PH.D DEFENCE - PUBLIC SEMINAR

Designing and Optimizing Representations for Non-Binary Constraints

Speaker
Ms Xia Wei
Advisor
Dr Roland Yap, Associate Professor, School of Computing


11 Jul 2014 Friday, 02:30 PM to 04:00 PM

Executive Classroom, COM2-04-02

Abstract:

Global constraint plays a central role in constraint programming due to its strong modelling and efficient propagation. The table constraint is a general constraint which can define an arbitrary constraint extensionally, either as a set of solutions or a set of non-solutions, thus is able to represent any finite domain constraint. Table constraint can also be converted to and solved on other representations, such as multi-valued decision diagrams (MDD), automaton and grammar.

In this thesis, we focus on the design, optimization and analysis of propagation algorithms for the related non-binary constraints using different representations. Some of these constraints, e.g. regular and grammar constraints, can also be thought as table constraints. We first propose a generalized arc consistency (GAC) algorithm for the regular constraint defined on non-deterministic finite automaton (NFA), called nfac. The nfac algorithm can also propagate the constraint represented by deterministic finite automaton (DFA) or MDD. We investigate the effect of different representations focusing on the space-time tradeoffs. We also extend nfac to grammarc for grammar constraint expressed on context free grammar.

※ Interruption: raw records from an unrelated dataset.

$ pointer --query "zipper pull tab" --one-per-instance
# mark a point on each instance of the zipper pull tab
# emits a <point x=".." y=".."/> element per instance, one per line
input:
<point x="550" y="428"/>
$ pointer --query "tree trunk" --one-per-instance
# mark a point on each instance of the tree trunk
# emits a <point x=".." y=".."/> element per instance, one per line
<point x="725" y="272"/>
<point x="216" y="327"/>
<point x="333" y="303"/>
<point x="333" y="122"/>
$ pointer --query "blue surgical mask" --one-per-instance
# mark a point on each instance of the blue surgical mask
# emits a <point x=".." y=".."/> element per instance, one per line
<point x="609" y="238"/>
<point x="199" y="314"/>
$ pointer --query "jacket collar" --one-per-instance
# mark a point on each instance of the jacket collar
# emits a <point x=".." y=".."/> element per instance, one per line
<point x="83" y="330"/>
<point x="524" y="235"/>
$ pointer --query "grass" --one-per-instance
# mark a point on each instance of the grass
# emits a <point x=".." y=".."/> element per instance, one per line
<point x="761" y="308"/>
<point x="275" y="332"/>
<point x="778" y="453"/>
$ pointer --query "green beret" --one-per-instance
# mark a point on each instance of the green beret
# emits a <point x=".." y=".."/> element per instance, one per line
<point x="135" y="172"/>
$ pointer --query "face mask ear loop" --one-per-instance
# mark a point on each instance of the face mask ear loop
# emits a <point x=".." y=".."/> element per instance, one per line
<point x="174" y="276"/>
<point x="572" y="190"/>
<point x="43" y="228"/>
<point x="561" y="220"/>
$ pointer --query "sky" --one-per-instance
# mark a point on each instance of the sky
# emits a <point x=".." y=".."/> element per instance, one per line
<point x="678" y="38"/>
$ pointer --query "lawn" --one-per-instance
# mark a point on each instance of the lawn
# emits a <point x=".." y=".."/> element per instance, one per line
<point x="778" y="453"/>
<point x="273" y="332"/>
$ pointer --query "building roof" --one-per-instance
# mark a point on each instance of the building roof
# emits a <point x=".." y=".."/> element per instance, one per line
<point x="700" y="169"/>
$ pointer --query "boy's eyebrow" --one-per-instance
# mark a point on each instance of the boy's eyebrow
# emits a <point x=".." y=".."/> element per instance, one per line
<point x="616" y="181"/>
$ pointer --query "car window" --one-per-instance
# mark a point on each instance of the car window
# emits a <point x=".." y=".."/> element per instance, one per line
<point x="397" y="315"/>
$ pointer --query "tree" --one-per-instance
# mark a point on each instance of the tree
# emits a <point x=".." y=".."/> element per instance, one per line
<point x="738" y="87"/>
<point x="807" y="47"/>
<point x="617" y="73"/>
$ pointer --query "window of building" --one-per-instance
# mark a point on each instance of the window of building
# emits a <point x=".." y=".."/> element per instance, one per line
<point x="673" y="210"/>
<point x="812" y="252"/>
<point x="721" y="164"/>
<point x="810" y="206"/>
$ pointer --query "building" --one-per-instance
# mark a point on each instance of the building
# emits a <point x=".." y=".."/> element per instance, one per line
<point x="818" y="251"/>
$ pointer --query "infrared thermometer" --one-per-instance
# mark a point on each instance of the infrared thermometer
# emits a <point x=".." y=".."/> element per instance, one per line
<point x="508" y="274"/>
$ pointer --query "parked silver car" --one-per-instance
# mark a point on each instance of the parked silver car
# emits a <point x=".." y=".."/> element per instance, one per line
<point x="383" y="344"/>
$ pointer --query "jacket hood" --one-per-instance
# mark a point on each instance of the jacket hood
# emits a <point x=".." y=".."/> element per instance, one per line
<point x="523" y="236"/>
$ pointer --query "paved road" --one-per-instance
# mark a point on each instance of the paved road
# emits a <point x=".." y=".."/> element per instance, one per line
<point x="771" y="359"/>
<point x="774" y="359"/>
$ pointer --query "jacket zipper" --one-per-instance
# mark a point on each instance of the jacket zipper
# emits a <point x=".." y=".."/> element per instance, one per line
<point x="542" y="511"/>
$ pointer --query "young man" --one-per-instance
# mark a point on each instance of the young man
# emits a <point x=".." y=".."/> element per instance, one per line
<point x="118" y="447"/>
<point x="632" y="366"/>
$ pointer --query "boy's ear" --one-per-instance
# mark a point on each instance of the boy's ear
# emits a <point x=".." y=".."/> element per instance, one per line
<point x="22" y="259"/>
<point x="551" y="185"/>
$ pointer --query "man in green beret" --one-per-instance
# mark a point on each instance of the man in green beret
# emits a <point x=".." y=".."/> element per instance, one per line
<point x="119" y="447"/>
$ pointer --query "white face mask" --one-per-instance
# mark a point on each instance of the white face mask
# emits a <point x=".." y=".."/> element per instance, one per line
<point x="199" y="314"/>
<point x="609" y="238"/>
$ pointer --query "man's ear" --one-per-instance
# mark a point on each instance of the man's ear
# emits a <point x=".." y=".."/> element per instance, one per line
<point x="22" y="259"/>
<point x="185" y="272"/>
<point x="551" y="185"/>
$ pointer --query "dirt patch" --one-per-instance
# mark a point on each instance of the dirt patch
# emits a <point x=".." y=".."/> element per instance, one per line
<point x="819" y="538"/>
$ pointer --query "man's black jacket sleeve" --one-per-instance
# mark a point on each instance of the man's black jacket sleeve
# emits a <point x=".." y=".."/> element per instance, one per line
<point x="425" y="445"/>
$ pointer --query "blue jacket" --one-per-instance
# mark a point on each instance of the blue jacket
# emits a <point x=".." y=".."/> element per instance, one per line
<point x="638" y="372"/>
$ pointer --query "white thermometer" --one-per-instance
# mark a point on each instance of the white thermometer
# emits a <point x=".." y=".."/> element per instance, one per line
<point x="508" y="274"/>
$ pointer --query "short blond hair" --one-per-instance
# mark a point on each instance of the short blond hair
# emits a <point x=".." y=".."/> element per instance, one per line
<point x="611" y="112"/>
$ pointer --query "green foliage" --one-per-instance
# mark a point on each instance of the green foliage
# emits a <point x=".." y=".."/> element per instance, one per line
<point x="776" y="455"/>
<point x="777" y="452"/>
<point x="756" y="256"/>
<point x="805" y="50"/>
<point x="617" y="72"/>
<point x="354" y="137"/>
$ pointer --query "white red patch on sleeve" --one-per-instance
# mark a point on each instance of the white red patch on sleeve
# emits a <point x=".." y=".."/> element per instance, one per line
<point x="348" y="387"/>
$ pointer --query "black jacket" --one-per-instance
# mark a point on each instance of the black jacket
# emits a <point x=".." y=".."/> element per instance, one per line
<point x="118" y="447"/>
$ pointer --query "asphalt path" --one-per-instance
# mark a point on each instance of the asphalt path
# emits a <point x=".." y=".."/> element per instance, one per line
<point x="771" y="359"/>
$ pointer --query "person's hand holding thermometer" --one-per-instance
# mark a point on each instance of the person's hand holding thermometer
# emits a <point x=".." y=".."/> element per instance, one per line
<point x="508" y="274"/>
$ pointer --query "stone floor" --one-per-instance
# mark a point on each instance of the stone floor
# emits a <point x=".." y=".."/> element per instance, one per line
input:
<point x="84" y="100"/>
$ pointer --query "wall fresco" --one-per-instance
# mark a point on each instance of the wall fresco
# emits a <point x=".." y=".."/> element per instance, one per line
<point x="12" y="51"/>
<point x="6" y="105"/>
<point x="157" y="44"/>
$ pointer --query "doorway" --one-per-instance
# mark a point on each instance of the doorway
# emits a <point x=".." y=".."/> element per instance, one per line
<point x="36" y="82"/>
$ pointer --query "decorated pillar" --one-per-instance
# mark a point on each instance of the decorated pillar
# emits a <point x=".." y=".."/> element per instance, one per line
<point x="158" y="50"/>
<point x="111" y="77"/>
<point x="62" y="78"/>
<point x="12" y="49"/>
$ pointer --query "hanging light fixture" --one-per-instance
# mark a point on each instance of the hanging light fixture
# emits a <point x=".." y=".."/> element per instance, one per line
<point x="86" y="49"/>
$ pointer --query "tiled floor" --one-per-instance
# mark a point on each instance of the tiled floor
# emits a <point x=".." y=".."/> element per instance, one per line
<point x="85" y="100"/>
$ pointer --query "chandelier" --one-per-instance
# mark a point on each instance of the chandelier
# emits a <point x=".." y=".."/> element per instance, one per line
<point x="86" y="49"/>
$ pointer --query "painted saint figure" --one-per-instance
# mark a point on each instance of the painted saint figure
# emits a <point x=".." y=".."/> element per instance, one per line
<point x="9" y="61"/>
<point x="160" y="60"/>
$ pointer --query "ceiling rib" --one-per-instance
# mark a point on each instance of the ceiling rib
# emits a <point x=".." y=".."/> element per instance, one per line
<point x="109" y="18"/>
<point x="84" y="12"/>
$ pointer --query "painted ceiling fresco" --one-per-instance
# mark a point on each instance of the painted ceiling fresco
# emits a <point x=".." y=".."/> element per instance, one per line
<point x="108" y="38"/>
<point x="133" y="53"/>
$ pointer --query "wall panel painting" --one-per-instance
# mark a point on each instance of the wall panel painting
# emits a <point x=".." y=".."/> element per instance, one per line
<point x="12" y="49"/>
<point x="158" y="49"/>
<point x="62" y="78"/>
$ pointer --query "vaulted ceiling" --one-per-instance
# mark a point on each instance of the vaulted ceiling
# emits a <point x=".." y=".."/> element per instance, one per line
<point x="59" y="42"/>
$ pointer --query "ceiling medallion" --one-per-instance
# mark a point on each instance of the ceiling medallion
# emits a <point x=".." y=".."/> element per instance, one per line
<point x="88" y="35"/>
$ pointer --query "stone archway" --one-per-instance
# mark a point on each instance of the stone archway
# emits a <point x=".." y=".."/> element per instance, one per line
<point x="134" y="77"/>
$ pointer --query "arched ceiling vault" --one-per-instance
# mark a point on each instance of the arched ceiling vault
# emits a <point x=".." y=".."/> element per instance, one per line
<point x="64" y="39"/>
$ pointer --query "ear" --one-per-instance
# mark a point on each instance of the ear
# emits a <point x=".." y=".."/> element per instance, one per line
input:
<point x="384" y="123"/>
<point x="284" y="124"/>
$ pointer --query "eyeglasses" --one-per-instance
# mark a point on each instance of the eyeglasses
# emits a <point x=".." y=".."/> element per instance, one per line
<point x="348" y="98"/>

Second, we revise the state-of-the-art GAC algorithms, STR, for table constraint, so that they can work on compressed representations.
The table is compressed using a Cartesian product representation, which we call c-tuple. We extend the STR2 and STR3 algorithms to work with c-tuples. Our experiments show that compression can be significant, the more the tables are compressible, the faster are the c-tuple algorithms.

Higher-order consistencies, such as full pairwise consistency (FPWC), are stronger than GAC and have the potential of stronger search space reduction. However, higher-order consistencies are usually much more costly than GAC, and thus not many practical propagation algorithms have been designed or implemented. We instead propose to transform one CSP into another "equivalent" one, so that FPWC can be enforced on the original CSP through GAC on the transformed one. Experiments show that our encoding with more compact representation can outperform the specialised eSTR algorithm and the k-interleaved encoding. We again demonstrate that both time and space efficiency can be gained from a smaller representation.